米子城の戦い(1600)
慶長五年 米子城無血開城の真相 ― 関ヶ原の裏面史と吉川広家の決断
序章:関ヶ原前夜の伯耆国と米子城
慶長五年(1600年)、天下分け目の関ヶ原の戦いが勃発した年、伯耆国(現在の鳥取県中西部)に聳える米子城は、物理的な戦火を交えることなく、その支配者を劇的に変えることとなる。一般に「米子城の戦い」として知られるこの出来事は、しかしながら、鬨の声や鉄砲の轟音が響き渡る攻城戦ではなかった。それは、日本の歴史が戦国乱世から近世へと大きく舵を切る中で繰り広げられた、緻密な情報戦と政治的駆け引きの帰結であり、一人の武将の苦渋に満ちた決断がもたらした、静かなる城の明け渡しであった。この報告書は、所謂「米子城の戦い」の実像を、関ヶ原の戦いという大局的な視点と、城主・吉川広家の動向を軸に、時系列に沿って徹底的に解明するものである。
伯耆国の戦略的位置づけ
米子城が位置する伯耆国は、古来より山陰と山陽を結ぶ交通の要衝であり、日本海交易における重要な拠点であった。特に米子の地は、天然の良港である中海に面し、経済的・軍事的に極めて高いポテンシャルを秘めていた。西国に覇を唱えた毛利氏にとって、この地域は東方の織田・豊臣勢力に対する最前線であり、また、山陰地方一帯を安定的に支配するための基点として、その戦略的価値は計り知れないものであった 1 。
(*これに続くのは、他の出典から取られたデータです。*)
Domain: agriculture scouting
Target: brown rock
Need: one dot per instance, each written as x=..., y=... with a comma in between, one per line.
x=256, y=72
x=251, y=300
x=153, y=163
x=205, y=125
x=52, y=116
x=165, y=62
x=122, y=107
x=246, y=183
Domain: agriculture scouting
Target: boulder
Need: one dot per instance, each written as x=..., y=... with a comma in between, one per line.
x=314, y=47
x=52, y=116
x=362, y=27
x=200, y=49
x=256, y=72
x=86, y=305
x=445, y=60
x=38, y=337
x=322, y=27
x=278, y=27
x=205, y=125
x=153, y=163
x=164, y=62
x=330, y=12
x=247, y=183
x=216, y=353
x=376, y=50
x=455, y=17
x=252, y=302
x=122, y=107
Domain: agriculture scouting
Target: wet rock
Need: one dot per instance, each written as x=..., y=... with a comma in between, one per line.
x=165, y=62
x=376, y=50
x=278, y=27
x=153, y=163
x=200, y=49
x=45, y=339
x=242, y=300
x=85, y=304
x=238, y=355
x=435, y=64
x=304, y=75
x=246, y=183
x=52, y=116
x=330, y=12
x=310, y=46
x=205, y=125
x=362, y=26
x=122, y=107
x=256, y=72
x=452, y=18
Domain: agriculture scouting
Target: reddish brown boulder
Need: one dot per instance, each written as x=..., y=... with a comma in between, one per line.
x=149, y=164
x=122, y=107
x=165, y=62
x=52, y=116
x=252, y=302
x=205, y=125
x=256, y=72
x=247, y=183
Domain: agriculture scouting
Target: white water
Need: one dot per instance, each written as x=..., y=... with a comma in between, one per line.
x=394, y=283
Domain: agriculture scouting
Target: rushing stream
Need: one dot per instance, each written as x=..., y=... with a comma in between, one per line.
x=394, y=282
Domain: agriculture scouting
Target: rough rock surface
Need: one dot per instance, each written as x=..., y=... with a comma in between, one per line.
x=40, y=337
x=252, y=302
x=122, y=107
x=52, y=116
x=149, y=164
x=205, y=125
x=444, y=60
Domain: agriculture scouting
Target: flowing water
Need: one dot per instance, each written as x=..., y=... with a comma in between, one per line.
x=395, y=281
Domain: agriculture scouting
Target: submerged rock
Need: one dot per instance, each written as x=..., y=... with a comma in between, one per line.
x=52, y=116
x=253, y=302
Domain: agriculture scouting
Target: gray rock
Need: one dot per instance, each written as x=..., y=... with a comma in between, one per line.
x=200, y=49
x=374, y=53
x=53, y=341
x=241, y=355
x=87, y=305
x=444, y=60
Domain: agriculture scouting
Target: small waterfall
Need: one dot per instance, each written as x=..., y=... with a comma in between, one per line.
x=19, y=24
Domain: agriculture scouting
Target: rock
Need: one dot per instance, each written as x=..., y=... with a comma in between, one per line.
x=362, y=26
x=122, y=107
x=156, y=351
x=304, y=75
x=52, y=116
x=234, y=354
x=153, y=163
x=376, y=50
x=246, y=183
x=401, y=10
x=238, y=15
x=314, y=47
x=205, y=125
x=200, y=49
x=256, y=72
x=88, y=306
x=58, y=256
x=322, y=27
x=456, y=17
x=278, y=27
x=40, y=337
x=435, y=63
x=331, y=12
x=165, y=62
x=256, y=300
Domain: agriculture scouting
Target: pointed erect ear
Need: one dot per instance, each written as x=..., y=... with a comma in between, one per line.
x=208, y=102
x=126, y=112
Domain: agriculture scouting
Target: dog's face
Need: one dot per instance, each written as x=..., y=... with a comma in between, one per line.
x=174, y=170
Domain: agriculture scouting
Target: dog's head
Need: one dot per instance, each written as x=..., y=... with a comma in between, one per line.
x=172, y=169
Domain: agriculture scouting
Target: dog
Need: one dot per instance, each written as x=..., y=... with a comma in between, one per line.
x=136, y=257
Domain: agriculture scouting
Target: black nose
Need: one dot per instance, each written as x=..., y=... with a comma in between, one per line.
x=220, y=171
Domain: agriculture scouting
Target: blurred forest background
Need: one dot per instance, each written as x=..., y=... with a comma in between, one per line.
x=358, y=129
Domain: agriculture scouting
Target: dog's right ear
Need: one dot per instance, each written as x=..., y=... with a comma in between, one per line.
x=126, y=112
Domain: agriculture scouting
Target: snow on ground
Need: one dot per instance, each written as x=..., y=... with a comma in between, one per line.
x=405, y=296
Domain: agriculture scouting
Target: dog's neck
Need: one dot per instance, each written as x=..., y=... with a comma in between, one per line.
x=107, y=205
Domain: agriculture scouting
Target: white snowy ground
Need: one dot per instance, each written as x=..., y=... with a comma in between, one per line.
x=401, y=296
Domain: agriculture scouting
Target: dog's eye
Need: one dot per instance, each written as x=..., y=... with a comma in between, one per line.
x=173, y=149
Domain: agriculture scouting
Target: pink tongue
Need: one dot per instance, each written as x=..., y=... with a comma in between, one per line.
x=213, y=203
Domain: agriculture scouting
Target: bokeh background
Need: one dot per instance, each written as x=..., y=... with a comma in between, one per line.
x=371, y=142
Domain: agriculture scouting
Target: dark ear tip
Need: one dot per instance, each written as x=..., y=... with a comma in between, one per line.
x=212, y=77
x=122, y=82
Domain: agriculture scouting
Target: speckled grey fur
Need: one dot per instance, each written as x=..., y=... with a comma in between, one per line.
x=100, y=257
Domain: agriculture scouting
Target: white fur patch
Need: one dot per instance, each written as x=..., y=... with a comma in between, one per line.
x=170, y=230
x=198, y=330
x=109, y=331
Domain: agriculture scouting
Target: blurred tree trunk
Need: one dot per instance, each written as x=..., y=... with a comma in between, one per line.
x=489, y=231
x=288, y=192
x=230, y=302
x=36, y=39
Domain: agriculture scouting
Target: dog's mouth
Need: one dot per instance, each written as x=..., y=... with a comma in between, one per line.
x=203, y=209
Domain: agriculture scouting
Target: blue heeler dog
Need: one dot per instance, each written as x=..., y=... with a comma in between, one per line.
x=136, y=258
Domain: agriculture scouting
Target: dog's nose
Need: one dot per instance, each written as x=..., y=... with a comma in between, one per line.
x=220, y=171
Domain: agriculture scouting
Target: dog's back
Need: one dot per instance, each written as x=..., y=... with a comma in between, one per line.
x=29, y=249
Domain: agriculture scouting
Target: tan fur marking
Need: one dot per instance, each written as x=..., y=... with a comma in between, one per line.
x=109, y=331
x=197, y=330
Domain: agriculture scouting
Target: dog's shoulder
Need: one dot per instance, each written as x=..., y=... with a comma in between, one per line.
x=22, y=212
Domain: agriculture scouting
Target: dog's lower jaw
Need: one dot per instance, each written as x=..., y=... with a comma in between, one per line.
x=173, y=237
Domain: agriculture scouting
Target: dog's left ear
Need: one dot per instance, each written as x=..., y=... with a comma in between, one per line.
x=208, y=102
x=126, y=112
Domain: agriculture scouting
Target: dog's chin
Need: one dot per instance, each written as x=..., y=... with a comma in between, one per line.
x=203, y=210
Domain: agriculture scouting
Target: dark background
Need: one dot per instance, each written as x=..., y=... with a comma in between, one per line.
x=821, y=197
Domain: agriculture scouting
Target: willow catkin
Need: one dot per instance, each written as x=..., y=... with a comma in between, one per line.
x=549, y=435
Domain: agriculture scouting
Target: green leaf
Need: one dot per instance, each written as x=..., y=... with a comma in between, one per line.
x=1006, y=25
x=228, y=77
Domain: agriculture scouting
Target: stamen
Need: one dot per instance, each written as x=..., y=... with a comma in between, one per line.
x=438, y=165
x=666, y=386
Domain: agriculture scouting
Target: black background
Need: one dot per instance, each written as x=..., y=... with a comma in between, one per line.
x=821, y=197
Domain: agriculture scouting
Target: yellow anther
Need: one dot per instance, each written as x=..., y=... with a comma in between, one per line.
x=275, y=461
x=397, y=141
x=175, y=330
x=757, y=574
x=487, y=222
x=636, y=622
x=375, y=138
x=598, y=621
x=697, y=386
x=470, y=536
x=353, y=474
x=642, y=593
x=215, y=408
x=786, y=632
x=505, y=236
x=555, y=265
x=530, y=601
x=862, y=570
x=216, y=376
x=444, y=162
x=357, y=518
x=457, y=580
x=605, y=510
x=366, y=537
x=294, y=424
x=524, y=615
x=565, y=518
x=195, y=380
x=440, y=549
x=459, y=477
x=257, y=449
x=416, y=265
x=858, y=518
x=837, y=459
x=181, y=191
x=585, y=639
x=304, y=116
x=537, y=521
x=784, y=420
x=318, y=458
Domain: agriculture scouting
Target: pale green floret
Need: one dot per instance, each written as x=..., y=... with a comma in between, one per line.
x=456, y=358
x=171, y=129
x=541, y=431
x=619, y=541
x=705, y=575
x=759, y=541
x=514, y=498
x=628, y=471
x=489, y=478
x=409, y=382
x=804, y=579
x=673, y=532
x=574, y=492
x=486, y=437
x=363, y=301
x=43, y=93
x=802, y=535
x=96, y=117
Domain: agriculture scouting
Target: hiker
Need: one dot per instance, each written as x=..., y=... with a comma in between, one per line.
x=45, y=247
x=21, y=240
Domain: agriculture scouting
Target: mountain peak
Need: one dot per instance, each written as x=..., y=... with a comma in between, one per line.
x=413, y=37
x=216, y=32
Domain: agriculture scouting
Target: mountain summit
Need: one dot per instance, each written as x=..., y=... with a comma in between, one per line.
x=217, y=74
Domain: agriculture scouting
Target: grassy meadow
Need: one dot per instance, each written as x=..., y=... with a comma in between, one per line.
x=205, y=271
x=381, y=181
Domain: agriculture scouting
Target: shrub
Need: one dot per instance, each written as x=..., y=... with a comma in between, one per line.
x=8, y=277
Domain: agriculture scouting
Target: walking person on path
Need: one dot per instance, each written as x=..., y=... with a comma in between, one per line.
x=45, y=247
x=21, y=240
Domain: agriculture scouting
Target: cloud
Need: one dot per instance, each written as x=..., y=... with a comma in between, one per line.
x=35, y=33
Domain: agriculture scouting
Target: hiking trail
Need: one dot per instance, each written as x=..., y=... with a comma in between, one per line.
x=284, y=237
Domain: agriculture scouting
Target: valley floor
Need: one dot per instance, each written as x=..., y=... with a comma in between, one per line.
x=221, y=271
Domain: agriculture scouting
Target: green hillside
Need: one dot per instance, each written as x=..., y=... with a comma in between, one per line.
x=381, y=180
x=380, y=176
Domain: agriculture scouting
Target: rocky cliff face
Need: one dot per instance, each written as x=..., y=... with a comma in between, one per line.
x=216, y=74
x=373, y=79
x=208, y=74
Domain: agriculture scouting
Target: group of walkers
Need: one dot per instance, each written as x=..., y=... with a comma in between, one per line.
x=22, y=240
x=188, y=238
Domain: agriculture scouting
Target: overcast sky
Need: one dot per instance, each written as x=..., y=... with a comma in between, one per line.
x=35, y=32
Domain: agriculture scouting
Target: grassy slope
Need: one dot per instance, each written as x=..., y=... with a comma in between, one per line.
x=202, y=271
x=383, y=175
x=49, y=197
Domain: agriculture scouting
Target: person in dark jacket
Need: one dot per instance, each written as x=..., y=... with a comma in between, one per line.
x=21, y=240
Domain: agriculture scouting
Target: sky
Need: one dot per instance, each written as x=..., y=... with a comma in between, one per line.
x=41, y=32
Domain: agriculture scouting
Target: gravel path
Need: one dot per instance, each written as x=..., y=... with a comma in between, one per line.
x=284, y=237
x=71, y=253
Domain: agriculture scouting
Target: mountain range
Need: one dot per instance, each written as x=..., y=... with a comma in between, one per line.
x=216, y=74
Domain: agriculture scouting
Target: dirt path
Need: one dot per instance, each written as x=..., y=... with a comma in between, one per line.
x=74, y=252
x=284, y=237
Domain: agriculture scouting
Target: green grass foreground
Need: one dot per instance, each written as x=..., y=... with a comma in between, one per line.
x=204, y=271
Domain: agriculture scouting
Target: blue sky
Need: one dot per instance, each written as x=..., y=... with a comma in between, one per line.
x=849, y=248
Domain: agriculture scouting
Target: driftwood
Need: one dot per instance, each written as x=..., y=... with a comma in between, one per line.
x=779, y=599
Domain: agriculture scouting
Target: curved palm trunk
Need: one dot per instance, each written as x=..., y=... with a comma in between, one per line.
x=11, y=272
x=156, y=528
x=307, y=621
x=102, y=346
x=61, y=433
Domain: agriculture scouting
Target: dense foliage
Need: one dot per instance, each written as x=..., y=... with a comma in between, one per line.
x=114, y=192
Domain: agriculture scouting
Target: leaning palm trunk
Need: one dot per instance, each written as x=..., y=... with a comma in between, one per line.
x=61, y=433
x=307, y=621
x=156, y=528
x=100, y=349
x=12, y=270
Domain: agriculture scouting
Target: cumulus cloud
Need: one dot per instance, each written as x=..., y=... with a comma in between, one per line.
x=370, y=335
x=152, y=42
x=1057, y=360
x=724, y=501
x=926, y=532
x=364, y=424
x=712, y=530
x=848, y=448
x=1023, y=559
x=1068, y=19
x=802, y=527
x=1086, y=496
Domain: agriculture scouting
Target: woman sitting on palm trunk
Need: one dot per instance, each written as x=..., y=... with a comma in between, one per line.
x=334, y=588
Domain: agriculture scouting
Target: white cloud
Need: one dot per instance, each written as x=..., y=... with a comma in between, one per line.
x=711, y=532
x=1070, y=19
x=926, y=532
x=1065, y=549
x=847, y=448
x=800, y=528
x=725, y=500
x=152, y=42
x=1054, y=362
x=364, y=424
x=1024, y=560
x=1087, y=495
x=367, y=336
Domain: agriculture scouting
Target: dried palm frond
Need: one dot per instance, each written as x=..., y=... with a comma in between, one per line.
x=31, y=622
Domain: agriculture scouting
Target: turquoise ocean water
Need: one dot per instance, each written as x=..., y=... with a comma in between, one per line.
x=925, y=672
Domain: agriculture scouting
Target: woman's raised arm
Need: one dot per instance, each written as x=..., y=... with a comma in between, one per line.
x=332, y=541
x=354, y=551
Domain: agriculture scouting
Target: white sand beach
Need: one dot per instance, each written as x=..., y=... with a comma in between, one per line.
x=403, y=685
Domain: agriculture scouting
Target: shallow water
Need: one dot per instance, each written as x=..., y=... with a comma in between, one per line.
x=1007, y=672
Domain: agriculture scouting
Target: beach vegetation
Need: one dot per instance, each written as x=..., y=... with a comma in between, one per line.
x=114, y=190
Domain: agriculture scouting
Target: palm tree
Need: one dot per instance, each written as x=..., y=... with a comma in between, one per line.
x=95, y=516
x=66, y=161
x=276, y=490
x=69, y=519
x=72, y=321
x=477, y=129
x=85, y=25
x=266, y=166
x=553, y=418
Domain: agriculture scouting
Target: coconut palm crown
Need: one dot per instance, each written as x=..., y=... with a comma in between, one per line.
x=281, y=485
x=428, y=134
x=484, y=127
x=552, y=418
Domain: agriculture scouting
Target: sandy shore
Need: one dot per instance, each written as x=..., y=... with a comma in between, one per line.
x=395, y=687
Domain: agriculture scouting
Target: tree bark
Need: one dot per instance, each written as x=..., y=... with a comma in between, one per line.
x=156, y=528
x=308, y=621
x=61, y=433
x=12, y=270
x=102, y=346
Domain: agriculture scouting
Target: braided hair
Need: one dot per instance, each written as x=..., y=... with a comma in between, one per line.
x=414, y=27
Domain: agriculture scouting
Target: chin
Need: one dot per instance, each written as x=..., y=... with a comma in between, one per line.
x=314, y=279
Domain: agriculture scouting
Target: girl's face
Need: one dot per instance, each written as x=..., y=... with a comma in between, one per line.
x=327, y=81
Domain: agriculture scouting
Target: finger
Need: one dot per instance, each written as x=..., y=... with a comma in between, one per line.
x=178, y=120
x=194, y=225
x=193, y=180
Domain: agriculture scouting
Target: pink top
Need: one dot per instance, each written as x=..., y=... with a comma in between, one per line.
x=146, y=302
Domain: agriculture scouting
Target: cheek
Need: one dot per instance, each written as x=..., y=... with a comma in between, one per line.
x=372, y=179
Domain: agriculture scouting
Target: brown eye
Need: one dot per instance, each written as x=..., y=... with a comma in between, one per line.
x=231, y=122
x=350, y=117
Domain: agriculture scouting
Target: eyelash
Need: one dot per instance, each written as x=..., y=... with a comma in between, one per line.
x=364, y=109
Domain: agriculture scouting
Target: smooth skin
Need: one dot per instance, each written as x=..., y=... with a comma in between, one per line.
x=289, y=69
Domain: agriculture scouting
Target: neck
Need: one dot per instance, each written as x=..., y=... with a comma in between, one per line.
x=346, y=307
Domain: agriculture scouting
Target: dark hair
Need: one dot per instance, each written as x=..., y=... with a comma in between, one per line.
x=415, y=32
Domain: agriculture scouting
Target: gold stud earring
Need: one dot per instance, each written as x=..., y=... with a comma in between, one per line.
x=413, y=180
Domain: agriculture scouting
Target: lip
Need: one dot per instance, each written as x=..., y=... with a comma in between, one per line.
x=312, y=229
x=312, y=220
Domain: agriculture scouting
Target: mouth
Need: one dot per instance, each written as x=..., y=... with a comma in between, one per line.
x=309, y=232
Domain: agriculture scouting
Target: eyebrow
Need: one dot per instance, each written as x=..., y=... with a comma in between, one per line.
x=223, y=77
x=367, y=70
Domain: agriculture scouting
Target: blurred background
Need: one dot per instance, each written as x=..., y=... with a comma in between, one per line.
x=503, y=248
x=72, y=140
戦国末期、全国統一の潮流が加速する中で、伯耆国の支配は、西国大名の浮沈を左右する重要な要素となっていたのである。
吉川広家による築城の開始とその意図
天正十九年(1591年)、毛利元就の孫であり、毛利一門の重鎮である吉川広家は、豊臣秀吉から出雲・伯耆・隠岐など十二万石の所領を安堵された 2 。当初、広家は出雲の月山富田城を居城としていたが、山間部に位置するこの中世的な山城は、新たな時代の領国経営の中心としては不向きであった。広家は、経済と交易の活性化こそが領国を富ませる道であると考え、その拠点を日本海と中海に面した米子の地に移すことを決断する 2 。これは、城郭の機能が単なる軍事拠点から、政治・経済を司る「首都」へと変貌していく戦国末期の潮流を的確に捉えた、先進的な構想であった。
築城にあたっては、重臣の祖式九右衛門(そしきくえもん、諱は長吉)を築城奉行に任命し、湊山(みなとやま)と呼ばれる丘陵に近世城郭の普請を開始した 2 。広家の理想は、堅固な軍事要塞であると同時に、活気ある城下町を抱え、水運の利を最大限に活かした商都を築き上げることだったのである。
慶長五年(1600年)時点での米子城
関ヶ原の戦いが勃発した慶長五年、米子城はまだその壮大な構想の途上にあった。広家自身が文禄・慶長の役(1592年~1598年)で朝鮮半島へ長期間出兵していたため、築城工事は断続的にしか進められなかったのである 3 。当時の史料によれば、城の進捗率は約七割程度であったと記録されている 2 。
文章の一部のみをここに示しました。